Chapitre 2
POV de Drake
Sortant du resto, soulagé, je me dirige vers ma voiture. Betty est accrochée à moi, genre son appareil de survie, alors que mes potes, y compris les siens, sont derrière.
Je peux pas lui en vouloir, elle doit s'accrocher à moi parce que personne d'autre ne peut l'aider comme moi. Faut qu'elle conserve sa place de première dame du lycée, sa popularité, le respect qu'elle reçoit des élèves comme elle… Elle doit être avec moi, pour toujours.
Un esclave que j'ai pas besoin de payer. Juste exaucer un petit vœu, seulement si ça me dérange pas, moi et mon plan. Sinon, je le fais pas. Et parfois, je cède, et elle est super contente, elle pense qu'elle a un mec. Mais bon, elle s'est juste tapé un playboy.
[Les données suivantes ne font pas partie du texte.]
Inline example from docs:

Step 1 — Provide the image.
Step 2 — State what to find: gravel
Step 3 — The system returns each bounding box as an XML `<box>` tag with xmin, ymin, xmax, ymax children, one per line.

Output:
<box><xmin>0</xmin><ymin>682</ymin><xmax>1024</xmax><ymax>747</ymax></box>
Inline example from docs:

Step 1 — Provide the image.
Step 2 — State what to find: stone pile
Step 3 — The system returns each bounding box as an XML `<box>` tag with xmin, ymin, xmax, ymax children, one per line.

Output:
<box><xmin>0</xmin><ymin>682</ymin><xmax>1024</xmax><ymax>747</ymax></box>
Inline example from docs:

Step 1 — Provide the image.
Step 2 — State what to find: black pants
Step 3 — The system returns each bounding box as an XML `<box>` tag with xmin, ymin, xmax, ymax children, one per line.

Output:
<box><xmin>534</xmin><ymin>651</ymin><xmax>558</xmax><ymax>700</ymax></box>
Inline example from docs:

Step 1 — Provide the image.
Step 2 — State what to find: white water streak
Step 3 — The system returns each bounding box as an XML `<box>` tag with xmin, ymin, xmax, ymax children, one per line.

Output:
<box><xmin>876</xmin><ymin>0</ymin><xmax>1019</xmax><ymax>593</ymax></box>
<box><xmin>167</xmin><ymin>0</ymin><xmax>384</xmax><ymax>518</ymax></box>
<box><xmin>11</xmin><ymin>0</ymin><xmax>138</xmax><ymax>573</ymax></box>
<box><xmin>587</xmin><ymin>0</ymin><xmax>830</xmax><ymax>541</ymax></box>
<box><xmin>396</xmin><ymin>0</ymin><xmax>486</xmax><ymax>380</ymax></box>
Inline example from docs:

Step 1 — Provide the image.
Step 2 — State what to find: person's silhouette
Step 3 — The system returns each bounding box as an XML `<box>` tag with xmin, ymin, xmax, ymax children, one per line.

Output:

J'ai plein de meufs avec qui je sors dans ce lycée, elle le sait, mais elle ose pas aller les voir et les menacer, au point de me le dire. Au lieu de ça, elle fait ça discrètement, pour que je sois pas au courant. Mais je suis au courant, je sais que c'est elle.
Mais je crois que si elles veulent rester, elles resteront, ça les embêtera pas. En plus, j'ai pris ce dont j'avais besoin là-bas, le reste, c'est juste pour gérer. Certaines se font des illusions, elles se jettent sur moi, pensant qu'on est déjà ensemble. Elles savent qui est Betty, alors elles font gaffe de pas le dire devant elle.
Qui voudrait pas être avec le mec le plus beau du campus ? Qui voudrait pas ressentir ce que signifie ma popularité ? Beaucoup crèvent aux pieds de mes potes juste parce qu'ils ont une relation amicale avec moi.
Pensez au nombre de personnes qui veulent me toucher, toucher les trucs que je touche ? Personne ne peut résister à mon regard, sans parler de mon contact avec eux ou avec leurs affaires.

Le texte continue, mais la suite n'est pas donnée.